Aber es gibt auch keinen Kongruenzzwang zwischen den Genera. Der Baum [m] ist eine Pflanze [f] ist deshalb ebenso korrekt und logisch wie Die Blume [f] ist ein Gewächs [n]. Folglich stimmen auch die Sätze: Die Kiefer [f] ist ein Baum [m] oder Die Hortensie [f] ist ein Strauch [m]. Ich kann sogar sagen:

Die Logik dieses Satzes ist nicht zu beanstanden – und würde ich Die Lampe durch Der Schrank [Maskulinum] oder Das Sofa [Neutrum] ersetzen, wäre der Satz ebenso korrekt.
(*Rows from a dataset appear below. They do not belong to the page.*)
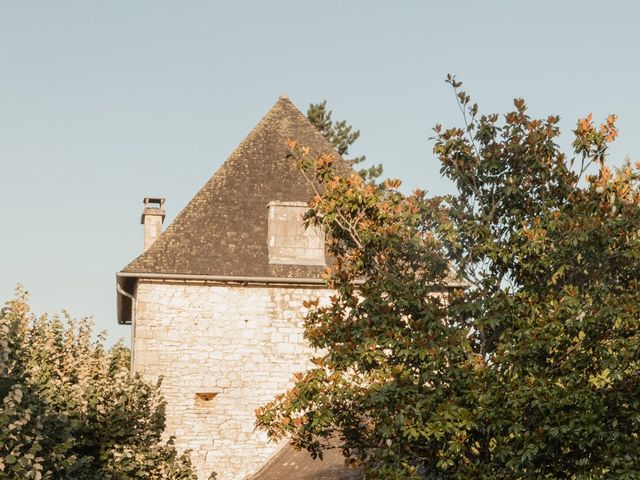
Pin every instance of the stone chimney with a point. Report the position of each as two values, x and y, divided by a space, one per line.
152 218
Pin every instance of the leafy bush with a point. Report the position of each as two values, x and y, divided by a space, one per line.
74 410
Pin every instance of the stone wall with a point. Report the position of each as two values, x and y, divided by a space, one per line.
222 351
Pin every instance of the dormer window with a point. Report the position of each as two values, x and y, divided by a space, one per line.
290 243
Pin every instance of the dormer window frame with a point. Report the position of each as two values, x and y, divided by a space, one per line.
281 246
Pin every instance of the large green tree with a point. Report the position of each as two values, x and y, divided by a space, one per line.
526 362
69 409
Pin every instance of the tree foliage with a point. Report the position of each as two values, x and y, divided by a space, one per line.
74 411
341 135
527 363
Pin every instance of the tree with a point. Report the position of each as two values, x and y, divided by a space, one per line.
531 368
341 135
74 411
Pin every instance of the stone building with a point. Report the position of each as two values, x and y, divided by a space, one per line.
216 304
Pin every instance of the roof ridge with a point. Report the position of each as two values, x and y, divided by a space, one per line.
280 122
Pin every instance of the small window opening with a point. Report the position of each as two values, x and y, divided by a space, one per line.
206 396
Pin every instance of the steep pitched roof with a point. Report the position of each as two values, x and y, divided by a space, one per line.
223 229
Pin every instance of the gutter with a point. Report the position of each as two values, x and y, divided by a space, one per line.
223 278
121 291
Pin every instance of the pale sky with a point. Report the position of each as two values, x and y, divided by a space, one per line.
105 102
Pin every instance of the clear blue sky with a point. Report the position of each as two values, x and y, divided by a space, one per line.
102 103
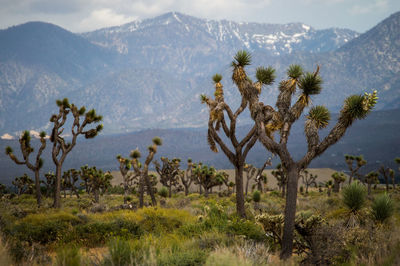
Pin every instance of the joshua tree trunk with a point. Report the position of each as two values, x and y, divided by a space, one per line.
290 211
239 188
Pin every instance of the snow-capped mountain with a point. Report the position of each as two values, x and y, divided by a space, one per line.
150 73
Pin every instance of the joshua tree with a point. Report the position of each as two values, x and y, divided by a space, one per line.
23 184
143 172
50 180
97 180
371 178
127 178
69 179
308 179
60 147
359 162
27 149
387 173
338 178
169 173
281 178
260 177
237 156
210 178
268 120
187 177
250 171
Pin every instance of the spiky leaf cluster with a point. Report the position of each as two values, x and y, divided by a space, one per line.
217 78
265 75
242 58
320 115
157 141
310 84
294 71
135 154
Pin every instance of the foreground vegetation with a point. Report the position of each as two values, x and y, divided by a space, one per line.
344 228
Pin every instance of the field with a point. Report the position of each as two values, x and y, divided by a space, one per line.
196 230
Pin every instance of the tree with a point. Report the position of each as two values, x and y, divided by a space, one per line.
359 162
98 181
142 171
23 184
338 178
210 178
169 173
128 178
250 171
69 179
187 176
371 178
281 178
60 147
268 120
387 173
308 179
27 149
237 156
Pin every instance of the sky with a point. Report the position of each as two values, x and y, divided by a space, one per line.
88 15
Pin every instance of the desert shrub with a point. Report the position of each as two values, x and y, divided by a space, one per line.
354 196
256 196
246 228
69 256
382 208
163 192
120 253
44 228
182 257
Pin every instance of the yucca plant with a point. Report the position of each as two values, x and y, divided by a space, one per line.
269 121
26 150
61 148
382 208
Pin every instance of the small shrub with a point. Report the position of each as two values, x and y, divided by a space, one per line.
256 196
382 208
120 253
68 256
354 196
163 192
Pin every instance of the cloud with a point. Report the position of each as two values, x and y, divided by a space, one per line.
377 5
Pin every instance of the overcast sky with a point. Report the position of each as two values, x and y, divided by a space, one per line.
87 15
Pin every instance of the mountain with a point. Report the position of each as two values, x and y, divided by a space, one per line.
376 138
150 73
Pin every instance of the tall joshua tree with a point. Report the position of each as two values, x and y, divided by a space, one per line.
125 165
187 176
26 149
354 163
143 171
338 178
371 178
62 148
387 174
218 108
269 120
169 173
308 179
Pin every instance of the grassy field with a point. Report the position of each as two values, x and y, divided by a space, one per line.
196 230
324 174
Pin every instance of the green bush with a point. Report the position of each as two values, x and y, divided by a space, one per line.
69 256
256 196
382 208
45 228
120 253
163 192
354 196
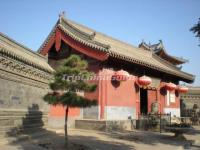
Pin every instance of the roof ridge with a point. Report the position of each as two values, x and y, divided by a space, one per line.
21 45
108 36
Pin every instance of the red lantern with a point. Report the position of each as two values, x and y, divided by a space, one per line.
182 89
144 80
170 86
121 75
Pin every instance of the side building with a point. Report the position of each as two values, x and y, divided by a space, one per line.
24 78
190 101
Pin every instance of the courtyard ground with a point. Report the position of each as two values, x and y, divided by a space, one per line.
94 140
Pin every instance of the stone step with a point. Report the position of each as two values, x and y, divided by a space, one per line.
16 131
22 137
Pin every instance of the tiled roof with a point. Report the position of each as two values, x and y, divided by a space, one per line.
158 48
118 49
15 50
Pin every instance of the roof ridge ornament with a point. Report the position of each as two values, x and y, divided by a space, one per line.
62 15
92 35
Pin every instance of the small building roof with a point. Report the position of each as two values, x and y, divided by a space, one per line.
116 48
11 48
159 49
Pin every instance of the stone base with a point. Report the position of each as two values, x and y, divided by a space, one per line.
105 125
16 122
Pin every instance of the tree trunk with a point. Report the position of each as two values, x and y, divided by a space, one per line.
66 118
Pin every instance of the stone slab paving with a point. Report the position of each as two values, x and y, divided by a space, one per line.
94 140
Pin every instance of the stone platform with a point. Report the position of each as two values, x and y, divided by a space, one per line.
104 125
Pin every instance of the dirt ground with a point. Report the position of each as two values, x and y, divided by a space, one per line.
94 140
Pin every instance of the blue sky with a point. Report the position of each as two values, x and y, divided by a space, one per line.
29 22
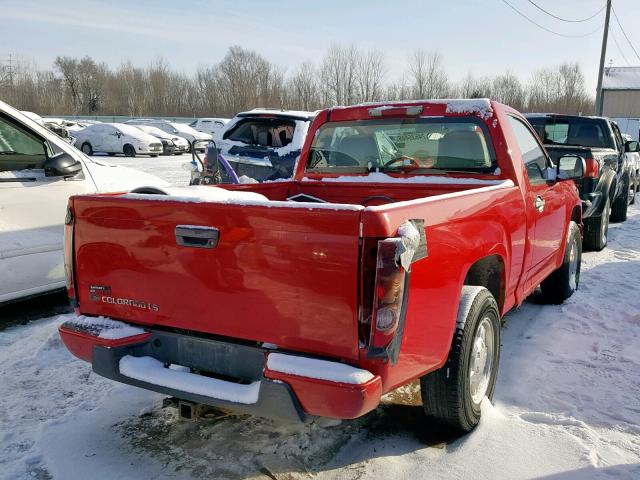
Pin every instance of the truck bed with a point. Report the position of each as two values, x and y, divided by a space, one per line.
282 272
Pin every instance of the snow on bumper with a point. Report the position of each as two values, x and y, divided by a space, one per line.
263 382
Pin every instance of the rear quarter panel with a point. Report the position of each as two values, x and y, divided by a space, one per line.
460 229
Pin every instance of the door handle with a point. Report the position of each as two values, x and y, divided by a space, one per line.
197 236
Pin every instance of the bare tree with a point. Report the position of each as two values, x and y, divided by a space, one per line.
427 75
338 74
302 91
370 76
507 89
474 87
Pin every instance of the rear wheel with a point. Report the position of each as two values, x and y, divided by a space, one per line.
87 149
454 393
561 284
597 229
129 151
619 208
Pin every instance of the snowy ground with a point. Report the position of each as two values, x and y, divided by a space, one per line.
567 404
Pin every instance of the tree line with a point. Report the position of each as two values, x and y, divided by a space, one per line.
244 79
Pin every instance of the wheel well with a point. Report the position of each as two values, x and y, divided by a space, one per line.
488 272
576 215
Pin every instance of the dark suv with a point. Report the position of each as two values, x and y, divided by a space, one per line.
608 186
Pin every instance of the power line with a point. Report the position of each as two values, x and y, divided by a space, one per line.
625 33
620 49
548 29
565 19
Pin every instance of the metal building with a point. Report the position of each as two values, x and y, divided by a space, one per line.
621 92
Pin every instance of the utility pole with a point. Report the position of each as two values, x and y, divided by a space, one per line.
603 52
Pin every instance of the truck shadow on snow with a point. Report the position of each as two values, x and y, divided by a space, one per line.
24 311
239 446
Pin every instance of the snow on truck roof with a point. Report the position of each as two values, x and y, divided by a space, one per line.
478 106
621 78
281 113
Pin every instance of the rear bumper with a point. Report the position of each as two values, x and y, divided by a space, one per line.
231 369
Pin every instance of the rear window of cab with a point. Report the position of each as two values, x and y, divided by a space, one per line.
421 145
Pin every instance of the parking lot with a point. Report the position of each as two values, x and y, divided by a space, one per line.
566 404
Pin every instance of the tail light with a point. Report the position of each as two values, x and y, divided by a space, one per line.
592 167
388 295
69 222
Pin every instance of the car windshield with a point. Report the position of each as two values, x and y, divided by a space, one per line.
265 132
184 128
581 132
129 130
424 145
152 130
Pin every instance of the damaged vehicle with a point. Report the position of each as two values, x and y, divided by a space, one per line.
406 233
260 145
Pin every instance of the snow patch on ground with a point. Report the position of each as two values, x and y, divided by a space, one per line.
567 407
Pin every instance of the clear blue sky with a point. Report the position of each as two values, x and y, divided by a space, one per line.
482 36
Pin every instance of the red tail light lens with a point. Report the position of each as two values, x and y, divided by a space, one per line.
592 167
389 294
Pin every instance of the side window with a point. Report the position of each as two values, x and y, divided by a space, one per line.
19 148
618 137
534 158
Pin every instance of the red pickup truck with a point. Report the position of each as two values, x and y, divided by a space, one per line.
408 231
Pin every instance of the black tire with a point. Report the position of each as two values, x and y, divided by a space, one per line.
87 149
447 395
561 284
129 151
620 205
596 230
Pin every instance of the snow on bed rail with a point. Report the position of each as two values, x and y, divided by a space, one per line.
201 194
503 184
150 370
319 369
104 327
379 177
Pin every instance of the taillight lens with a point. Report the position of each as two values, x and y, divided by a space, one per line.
592 167
389 294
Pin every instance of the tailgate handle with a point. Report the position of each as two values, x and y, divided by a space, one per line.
197 236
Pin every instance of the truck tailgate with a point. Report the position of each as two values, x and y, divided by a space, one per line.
287 276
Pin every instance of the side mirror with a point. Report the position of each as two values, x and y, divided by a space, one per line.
632 146
570 167
62 165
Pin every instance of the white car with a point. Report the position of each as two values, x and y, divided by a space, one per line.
39 171
174 144
214 126
113 138
181 129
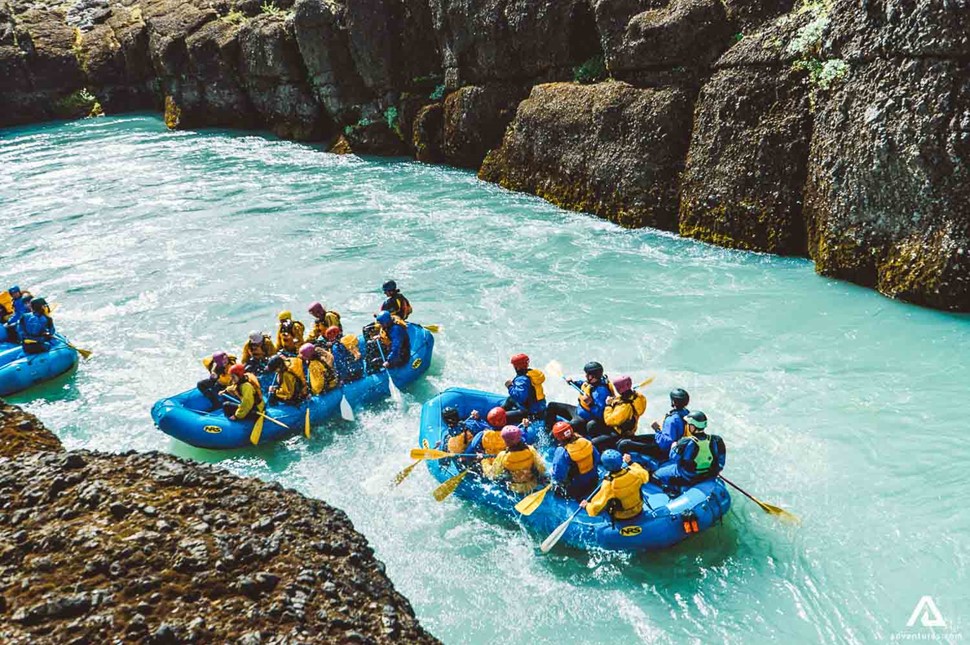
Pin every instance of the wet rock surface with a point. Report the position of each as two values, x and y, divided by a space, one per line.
149 548
834 129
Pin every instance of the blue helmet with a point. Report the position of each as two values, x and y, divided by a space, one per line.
612 460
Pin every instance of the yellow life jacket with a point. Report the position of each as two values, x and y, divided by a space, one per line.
492 442
352 343
459 442
581 452
627 500
519 463
223 379
289 335
624 413
537 378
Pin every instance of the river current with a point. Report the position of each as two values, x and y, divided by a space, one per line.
840 405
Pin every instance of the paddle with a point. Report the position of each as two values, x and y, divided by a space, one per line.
531 502
395 393
431 454
257 430
261 415
767 508
555 536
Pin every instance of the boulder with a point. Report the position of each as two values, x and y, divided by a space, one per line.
610 149
887 200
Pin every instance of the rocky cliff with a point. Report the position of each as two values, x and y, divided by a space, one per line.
98 548
836 129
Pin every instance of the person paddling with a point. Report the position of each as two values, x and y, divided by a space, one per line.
289 334
218 380
395 303
657 445
394 339
697 456
319 368
322 320
519 463
620 494
574 462
246 389
36 328
257 352
527 397
621 414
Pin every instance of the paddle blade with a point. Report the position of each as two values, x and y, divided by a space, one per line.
401 476
531 502
346 412
428 453
446 489
644 383
257 431
555 536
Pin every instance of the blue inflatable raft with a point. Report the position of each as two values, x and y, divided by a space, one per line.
19 371
183 416
663 523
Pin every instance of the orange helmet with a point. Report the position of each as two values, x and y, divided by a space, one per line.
562 431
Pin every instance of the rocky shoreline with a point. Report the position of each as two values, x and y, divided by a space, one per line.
831 129
150 548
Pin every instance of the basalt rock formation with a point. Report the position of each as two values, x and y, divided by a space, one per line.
148 548
833 129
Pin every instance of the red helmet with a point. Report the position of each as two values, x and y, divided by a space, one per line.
520 361
496 417
563 431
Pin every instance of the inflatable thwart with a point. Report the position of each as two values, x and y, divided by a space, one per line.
19 371
186 417
665 521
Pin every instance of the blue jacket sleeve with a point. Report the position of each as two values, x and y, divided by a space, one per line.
600 395
519 390
560 465
671 432
476 443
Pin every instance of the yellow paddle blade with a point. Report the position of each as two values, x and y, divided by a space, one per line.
554 368
428 453
401 476
257 431
446 489
531 502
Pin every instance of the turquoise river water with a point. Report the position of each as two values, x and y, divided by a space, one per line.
838 404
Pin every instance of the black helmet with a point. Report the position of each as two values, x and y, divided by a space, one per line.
679 397
697 419
276 363
450 415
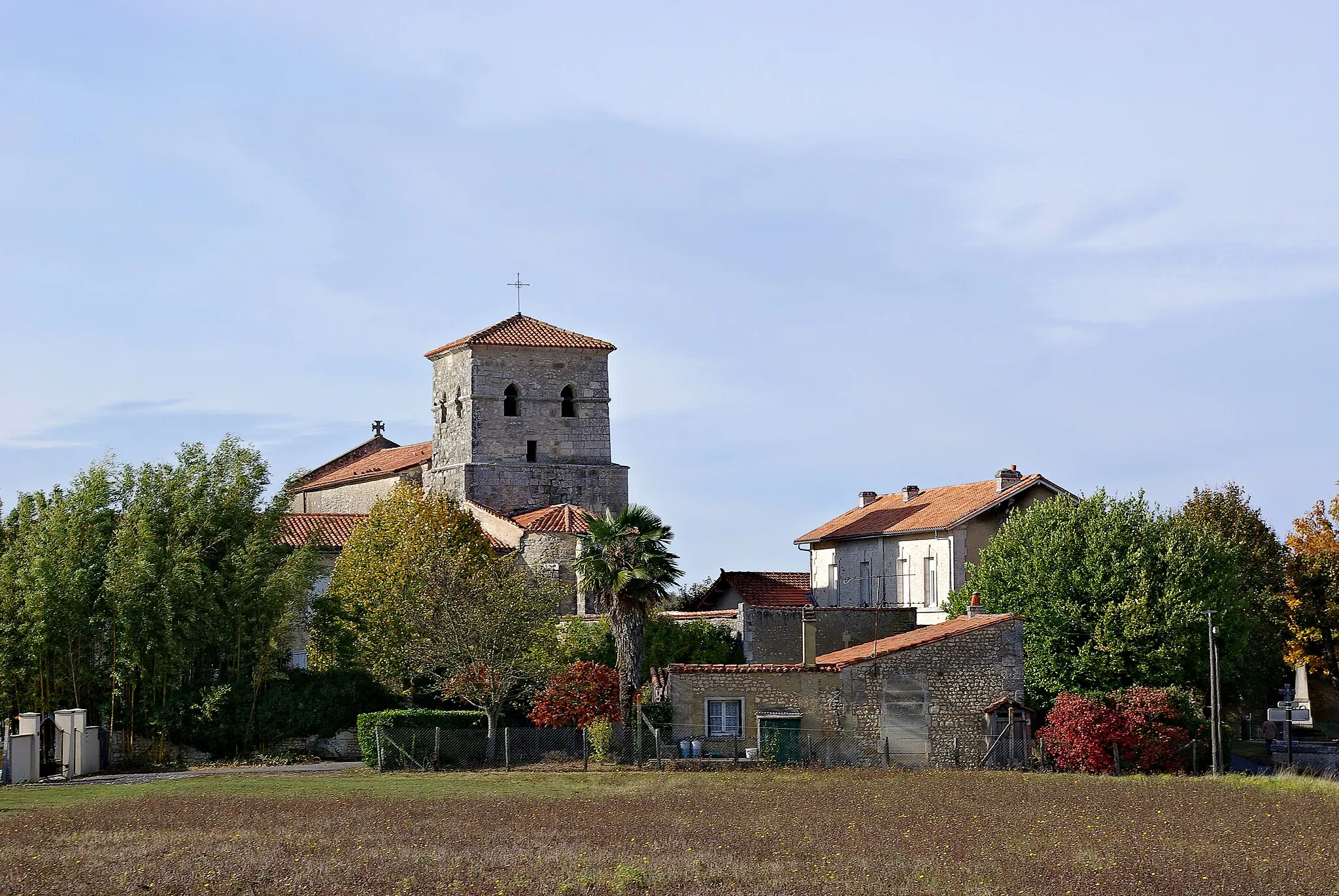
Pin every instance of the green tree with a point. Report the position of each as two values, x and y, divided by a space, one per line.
1114 592
384 579
624 561
199 587
473 633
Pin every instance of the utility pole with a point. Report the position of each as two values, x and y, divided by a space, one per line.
1215 709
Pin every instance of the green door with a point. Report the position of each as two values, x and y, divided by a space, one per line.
779 741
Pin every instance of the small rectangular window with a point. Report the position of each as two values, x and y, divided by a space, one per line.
724 718
931 584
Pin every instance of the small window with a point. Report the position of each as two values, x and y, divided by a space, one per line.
931 583
724 718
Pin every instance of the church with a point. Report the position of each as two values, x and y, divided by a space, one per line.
520 439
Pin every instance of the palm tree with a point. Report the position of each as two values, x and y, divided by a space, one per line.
626 564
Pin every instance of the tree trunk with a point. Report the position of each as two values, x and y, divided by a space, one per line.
628 622
492 713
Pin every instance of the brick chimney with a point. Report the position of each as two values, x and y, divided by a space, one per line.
975 607
1008 478
809 637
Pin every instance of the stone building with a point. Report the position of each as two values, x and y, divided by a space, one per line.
923 698
911 548
520 437
764 611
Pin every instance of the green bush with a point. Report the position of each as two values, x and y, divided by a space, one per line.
301 703
367 723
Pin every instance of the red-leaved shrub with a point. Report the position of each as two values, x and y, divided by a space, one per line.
1148 725
579 695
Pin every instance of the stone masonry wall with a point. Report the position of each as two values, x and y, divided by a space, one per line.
963 675
480 453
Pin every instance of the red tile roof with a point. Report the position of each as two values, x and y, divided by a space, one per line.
377 465
840 659
526 333
688 615
765 588
915 638
560 518
941 508
332 529
745 667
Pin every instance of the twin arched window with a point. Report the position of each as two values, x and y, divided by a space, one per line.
512 405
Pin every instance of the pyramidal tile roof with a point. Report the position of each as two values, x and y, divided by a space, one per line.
525 333
560 518
941 508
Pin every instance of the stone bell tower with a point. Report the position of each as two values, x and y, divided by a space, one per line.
521 420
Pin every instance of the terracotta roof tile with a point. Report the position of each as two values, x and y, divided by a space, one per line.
840 659
688 615
374 467
915 638
745 667
332 529
941 508
560 518
526 333
766 588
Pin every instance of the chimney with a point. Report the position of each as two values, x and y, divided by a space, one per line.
1006 478
809 637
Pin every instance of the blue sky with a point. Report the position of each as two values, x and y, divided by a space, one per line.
839 248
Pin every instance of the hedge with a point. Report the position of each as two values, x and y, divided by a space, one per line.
367 723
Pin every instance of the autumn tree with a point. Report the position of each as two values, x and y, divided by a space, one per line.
383 583
577 695
1313 598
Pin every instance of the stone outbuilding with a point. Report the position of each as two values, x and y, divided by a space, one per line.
919 698
911 548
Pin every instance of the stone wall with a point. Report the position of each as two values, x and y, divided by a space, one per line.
356 497
551 554
483 454
771 634
517 486
928 701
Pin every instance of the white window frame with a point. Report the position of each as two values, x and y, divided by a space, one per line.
706 716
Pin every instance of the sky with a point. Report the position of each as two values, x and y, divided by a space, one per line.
840 247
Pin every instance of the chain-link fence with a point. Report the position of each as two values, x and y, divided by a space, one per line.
401 749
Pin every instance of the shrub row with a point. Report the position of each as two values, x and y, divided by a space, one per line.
367 723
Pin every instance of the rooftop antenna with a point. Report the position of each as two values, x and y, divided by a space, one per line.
518 284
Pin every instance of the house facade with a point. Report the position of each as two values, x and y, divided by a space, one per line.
922 698
911 548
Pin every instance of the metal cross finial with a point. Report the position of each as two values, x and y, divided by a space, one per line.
518 284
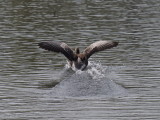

Gleichermaßen selbstverständlich ist: Die Petersbasilika [f] ist eine Kirche [f] – aber die Tatsache, dass die Basilika ein Femininum ist, macht den Gegenstand, also die Basilika selbst, nicht zu einem weiblichen Wesen, denn Der Kölner Dom [m] ist eine Kirche [f] und Das Ulmer Münster [n] ist eine Kirche [f] sind ebenfalls fehlerfreie Aussagen. Warum sollte man das Femininum Kirche auch „maskulinisieren“ oder „neutralisieren“? Es gibt keinen Grund dazu.

Tatsächlich sind Maskulinisierungen und Neutralisierungen auch kaum zu finden – Feminisierungen hingegen erschreckend häufig. Der Unsinn scheint also in dem einen Fall den meisten Schreibern einzuleuchten, im anderen nicht.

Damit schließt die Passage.